И Кейрену нравилось ее удивление с привкусом осеннего дыма: на берегу вновь жгли костры из листьев, и прозрачный дым растекался по воде, скрадывая запахи. В нем вязли каменные опоры мостов, и старая баржа пробиралась осторожно, на ощупь. Дым сохранился и на губах Таннис, на коже ее, по-осеннему холодной. Он остался ранней сединой кленов, что виднелись из окна ее квартиры.
…их квартиры. Кейрен давно уже переселился на улицу Пекарей, в дом с мезонином и медным флюгером, который упорно показывал северные ветра – застрял, должно быть.
– Сидишь? – передав поводья Таннис, Кейрен отступил.
– Сижу, – мрачно отозвалась она.
– Тебе понравится, поверь мне…
– Верю. – Улыбка у нее была яркой, искренней. Ей никто не говорил, что леди пристало быть сдержанной и уж тем более не обнажать при улыбке зубов.
Даже если эти зубы на месте и весьма хороши.

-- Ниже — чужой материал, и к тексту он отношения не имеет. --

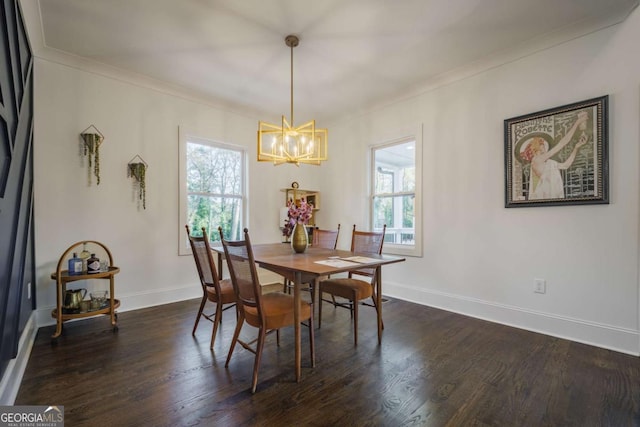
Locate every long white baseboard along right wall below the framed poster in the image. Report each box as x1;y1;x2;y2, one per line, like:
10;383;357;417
384;282;640;356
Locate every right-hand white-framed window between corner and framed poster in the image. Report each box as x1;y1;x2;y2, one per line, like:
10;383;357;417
371;132;422;256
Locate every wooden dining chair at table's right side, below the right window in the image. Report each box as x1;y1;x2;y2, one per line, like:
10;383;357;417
318;224;387;345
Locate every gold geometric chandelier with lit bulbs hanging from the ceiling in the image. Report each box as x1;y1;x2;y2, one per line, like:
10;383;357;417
258;35;327;166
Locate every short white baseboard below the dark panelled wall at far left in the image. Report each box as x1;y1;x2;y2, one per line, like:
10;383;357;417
0;312;38;405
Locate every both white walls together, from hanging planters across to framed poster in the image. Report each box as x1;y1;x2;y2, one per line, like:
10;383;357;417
34;10;640;354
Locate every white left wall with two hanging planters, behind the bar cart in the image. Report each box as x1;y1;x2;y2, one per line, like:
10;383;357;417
34;58;319;325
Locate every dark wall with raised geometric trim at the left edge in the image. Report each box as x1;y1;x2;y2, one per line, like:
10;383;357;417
0;0;35;382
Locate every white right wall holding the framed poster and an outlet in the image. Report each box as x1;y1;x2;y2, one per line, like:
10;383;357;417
327;10;640;354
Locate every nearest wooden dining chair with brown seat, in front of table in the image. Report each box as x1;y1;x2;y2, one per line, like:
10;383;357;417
218;228;315;393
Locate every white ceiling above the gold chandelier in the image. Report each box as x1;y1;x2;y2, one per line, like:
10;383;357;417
21;0;638;123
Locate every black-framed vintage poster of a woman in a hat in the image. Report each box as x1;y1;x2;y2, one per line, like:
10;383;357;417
504;95;609;208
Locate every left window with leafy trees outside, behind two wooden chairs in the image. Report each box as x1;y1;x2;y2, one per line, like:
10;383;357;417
180;132;245;255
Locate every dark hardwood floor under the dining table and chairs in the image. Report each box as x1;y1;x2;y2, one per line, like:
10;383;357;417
15;300;640;426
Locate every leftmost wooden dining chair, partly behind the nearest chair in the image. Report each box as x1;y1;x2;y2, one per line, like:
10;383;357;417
185;225;236;348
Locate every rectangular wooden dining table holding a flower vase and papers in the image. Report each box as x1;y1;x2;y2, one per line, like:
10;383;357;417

– Тогда вперед. Просто держись за мной. Пойдем шагом. – Кейрен взлетел в седло, и караковый жеребец довольно фыркнул, заплясал. Он наверняка застоялся и уж точно не был бы против пойти рысью, но подчинился воле всадника.
А парк ждал гостей.
Зима пробралась в город, пусть по календарю еще значилась осень. Поседела за неделю трава, легла длинными космами, сквозь которые проступали серые залысины земли. И редкие пятна суховея, лилового, хрупкого, – яркие мазки краски на темном полотне. Гулко стучат копыта по мощеной дорожке. Длинные тени деревьев сплетаются ветвями, и прорастают сквозь них темные столбы фонарей. Время раннее, но под стеклянными колпаками уже вьется белесое пламя.
– Как ты? – Кейрен придержал поводья и обернулся.
Хорошо.
Кобылка шла мягко, и Таннис постепенно успокаивалась. Ветер приподнял вуалетку, и она, словно опасаясь, что высокий цилиндр сорвет с волос, придерживала его рукой.
Зарумянилась.
И глаза горят. Ему безумно нравится, когда у Таннис глаза горят.
– Тогда чуть быстрее? Главное, равновесие держи. Если вдруг почувствуешь, что не справляешься, просто натяни поводья.
Она кивнула и улыбнулась.
– Кейрен…
– Да?
– Спасибо… за все.
Пожалуйста.
И снова парк, такой знакомый, изученный, но ныне открывающийся с другой стороны. Дорожки. И высокая стена кустов снежноягодника. Листья облетели, а ягоды остались, крупные, белые.
Старый тополь.
Суетливые синицы…
Широкая горловина ручья и каменный мостик, на котором остановились две девушки в форменных платьях пансионерок. Светлые головы, склоненные друг к другу, и длинный багет, один на двоих. Пальцы отламывают кусочки, бросая в воду, где уже собрались серые жирные утки, слишком ленивые, чтобы улетать на зиму…
Кейрен свернул на боковую дорожку.
Жаль, что шарманщик оставил свой пост до весны. Таннис нравилась и шарманка, и обезьянка, которая забиралась на руки, выпрашивая подарок…
На центральной аллее ныне было пусто.
Почти.
Лаковую двуколку Кейрен заметил издали. Запряженный парой длинногривых тарпенов, экипаж неторопливо катился по дорожке. Дремал на козлах кучер. И белым грибом поднимался кружевной зонтик, несколько неуместный при нынешней погоде. Впрочем, мама утверждала, что леди Ольмер и в зимнюю стужу с зонтиком не расстанется, что этих зонтиков у нее целая коллекция, которая занимает три комнаты, пожалуй, больше лишь коллекция шиньонов леди Индорф.